Но Хелен и озадачила свою подругу. Ее интересовала её личная жизнь. Томас фон Махель оказывал ей знаки внимания. Присылал корзины цветов, один раз встречал после работы у входа в клинику. Анни только услышала это имя, замахала руками. Хелен даже не ожидала такой эмоциональной реакции.
— Ты что? Он красив! Он статен! Он один из десяти самых богатых наследников в нашем королевстве! Где мне еще подвернется такая выгодная партия! Или ты опасаешься, что я и Томас отнимем у тебя все наследство!
Анни ужаснулась. Она и не ожидала, что такие мысли появятся в голове, старой по годам, дружбы подруги.
— Хелен, милая моя. Я тебя умоляю, выкинь этого человека из своей головы! Он злостный пьяница и садист! О, дева, Мария, я не ожидала, что ты не рассмотришь этого человека! Это так ужасно! Любая женщина, которая свяжет какими-нибудь узами себя с этим человеком, обрекает себя на муки! На стыд и унижение!
— Но почему. Анни!

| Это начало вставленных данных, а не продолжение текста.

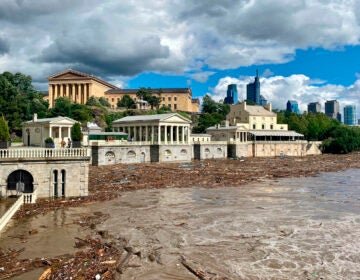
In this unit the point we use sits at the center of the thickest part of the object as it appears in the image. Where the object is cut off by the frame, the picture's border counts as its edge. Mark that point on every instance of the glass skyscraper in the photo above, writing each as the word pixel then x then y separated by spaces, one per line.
pixel 231 95
pixel 292 106
pixel 253 90
pixel 332 109
pixel 350 115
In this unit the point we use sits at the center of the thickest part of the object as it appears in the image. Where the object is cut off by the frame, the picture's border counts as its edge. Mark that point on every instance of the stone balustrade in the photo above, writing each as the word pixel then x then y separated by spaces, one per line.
pixel 44 153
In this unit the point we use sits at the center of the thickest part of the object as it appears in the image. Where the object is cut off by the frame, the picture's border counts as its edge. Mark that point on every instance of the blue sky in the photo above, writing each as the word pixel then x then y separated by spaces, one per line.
pixel 305 50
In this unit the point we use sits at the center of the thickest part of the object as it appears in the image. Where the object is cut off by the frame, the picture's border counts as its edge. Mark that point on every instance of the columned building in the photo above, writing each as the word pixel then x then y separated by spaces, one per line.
pixel 156 129
pixel 77 86
pixel 35 132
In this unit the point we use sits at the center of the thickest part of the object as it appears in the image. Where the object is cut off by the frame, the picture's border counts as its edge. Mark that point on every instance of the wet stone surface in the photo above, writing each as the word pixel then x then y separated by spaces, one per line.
pixel 302 228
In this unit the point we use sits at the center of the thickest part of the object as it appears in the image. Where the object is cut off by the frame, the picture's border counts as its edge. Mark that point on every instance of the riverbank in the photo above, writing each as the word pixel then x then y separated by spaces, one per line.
pixel 108 182
pixel 112 253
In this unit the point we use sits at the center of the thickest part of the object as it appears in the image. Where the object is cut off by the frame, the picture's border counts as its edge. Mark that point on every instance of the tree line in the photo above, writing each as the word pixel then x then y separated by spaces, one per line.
pixel 19 101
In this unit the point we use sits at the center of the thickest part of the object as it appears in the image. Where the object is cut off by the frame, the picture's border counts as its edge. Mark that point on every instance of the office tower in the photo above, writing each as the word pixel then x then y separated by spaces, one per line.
pixel 332 109
pixel 253 90
pixel 314 107
pixel 292 106
pixel 350 115
pixel 231 95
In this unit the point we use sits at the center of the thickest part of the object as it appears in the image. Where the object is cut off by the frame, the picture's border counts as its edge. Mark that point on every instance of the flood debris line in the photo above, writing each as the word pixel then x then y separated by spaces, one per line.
pixel 196 269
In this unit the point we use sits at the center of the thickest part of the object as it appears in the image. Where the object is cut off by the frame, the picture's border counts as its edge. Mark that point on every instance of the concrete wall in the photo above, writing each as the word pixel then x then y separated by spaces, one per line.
pixel 76 175
pixel 210 150
pixel 108 155
pixel 173 153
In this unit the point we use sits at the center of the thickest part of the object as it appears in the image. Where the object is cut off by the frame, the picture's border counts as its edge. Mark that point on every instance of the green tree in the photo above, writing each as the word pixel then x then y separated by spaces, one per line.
pixel 126 102
pixel 92 101
pixel 104 102
pixel 4 130
pixel 76 134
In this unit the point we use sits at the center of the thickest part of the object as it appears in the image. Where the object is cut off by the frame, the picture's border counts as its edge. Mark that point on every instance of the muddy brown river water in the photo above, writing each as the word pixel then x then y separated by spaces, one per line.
pixel 303 228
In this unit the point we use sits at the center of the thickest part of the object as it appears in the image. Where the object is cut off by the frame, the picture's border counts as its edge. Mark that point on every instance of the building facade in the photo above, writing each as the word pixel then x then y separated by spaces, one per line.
pixel 178 99
pixel 253 90
pixel 292 106
pixel 332 109
pixel 314 107
pixel 350 115
pixel 231 95
pixel 79 87
pixel 35 132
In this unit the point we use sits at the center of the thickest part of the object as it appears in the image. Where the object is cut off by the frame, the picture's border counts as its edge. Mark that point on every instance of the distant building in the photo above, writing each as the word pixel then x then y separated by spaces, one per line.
pixel 79 87
pixel 292 106
pixel 253 90
pixel 332 109
pixel 231 95
pixel 350 115
pixel 314 107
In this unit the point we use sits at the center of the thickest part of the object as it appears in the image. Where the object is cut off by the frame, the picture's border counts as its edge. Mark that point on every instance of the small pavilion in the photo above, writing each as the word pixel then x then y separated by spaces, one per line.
pixel 157 129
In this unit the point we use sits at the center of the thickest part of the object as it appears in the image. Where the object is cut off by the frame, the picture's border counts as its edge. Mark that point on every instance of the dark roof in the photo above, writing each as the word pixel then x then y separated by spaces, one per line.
pixel 83 75
pixel 153 90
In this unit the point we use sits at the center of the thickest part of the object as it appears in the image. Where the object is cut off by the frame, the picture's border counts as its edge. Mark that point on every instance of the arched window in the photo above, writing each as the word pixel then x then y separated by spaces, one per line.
pixel 55 183
pixel 63 181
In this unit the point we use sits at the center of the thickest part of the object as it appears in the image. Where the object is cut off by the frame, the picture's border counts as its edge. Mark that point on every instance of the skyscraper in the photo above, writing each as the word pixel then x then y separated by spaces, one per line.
pixel 292 106
pixel 231 95
pixel 350 115
pixel 253 90
pixel 314 107
pixel 332 109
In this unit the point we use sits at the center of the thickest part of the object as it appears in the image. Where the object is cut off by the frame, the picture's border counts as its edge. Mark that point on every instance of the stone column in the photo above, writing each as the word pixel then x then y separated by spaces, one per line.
pixel 171 134
pixel 177 134
pixel 183 134
pixel 159 134
pixel 165 132
pixel 60 127
pixel 152 135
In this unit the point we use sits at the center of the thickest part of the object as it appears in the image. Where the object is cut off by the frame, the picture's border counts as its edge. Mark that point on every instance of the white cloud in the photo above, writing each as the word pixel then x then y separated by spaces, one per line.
pixel 278 90
pixel 124 38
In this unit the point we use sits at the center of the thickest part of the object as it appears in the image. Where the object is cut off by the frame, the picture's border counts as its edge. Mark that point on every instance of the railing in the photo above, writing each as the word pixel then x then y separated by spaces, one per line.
pixel 44 153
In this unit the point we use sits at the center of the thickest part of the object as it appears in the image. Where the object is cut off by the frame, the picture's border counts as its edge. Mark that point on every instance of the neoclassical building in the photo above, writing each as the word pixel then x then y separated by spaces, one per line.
pixel 156 129
pixel 35 132
pixel 79 87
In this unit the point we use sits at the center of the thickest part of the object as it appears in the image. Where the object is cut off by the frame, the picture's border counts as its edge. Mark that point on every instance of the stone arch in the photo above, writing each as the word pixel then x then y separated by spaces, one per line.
pixel 131 154
pixel 21 181
pixel 110 157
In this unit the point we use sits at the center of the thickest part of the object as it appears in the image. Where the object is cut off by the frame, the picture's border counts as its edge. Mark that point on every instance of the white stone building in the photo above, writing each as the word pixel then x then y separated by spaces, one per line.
pixel 35 132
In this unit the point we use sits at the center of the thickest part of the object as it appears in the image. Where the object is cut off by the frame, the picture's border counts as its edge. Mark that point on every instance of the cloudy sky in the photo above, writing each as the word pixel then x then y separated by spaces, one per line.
pixel 305 50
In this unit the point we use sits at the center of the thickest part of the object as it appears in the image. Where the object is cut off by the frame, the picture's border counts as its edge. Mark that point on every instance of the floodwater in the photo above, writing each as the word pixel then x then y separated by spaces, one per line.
pixel 302 228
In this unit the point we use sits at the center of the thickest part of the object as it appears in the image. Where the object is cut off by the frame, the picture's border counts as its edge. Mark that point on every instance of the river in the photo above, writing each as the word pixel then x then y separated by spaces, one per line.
pixel 294 228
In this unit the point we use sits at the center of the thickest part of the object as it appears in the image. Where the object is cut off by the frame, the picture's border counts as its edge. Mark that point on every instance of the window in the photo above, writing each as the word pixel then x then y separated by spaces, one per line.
pixel 63 179
pixel 55 182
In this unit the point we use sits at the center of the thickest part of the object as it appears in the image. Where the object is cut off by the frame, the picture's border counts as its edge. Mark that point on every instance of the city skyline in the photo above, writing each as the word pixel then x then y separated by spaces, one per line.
pixel 166 44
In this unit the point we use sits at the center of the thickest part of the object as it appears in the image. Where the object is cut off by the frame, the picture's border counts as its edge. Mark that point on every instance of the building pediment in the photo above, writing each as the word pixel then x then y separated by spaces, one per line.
pixel 68 74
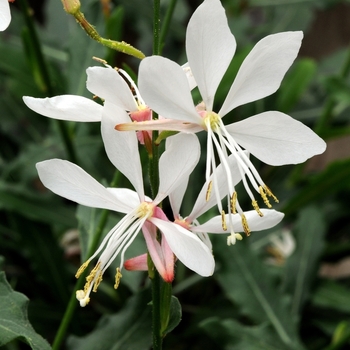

Я его ни разу не видела пьяным!
— Милая моя, ну тогда просто инкогнито в течении нескольких дней покарауль из-за угла нашей усадьбы, не поленись потратить время и у тебя не будет больше иллюзий по поводу этого человека! Хелен, кто угодно, но только не он!
Хелен пожала плечами. Она так и согласилась поступить. И случай не заставил себя ждать.
Этим же вечером, как и следующим вечером, Томаса фон Махеля камергер вынимал пьяным из экипажа. А через два дня он вообще пропал на несколько дней из дома и граф стал мрачнее тучи. Анни слышала утром в плохо закрытую дверь, как граф давал распоряжение своему камергеру опять поискать его в борделях. Анни раньше не видела, насколько это изматывает графа. Он в такие дни просто на глазах менялся. Взгляд становился тусклым, тревожным и даже с ноткой обреченности. Ей было его жалко. Но уходя на работу, она забывала обо всем. Работа затмевала все остальные тревоги и неурядицы.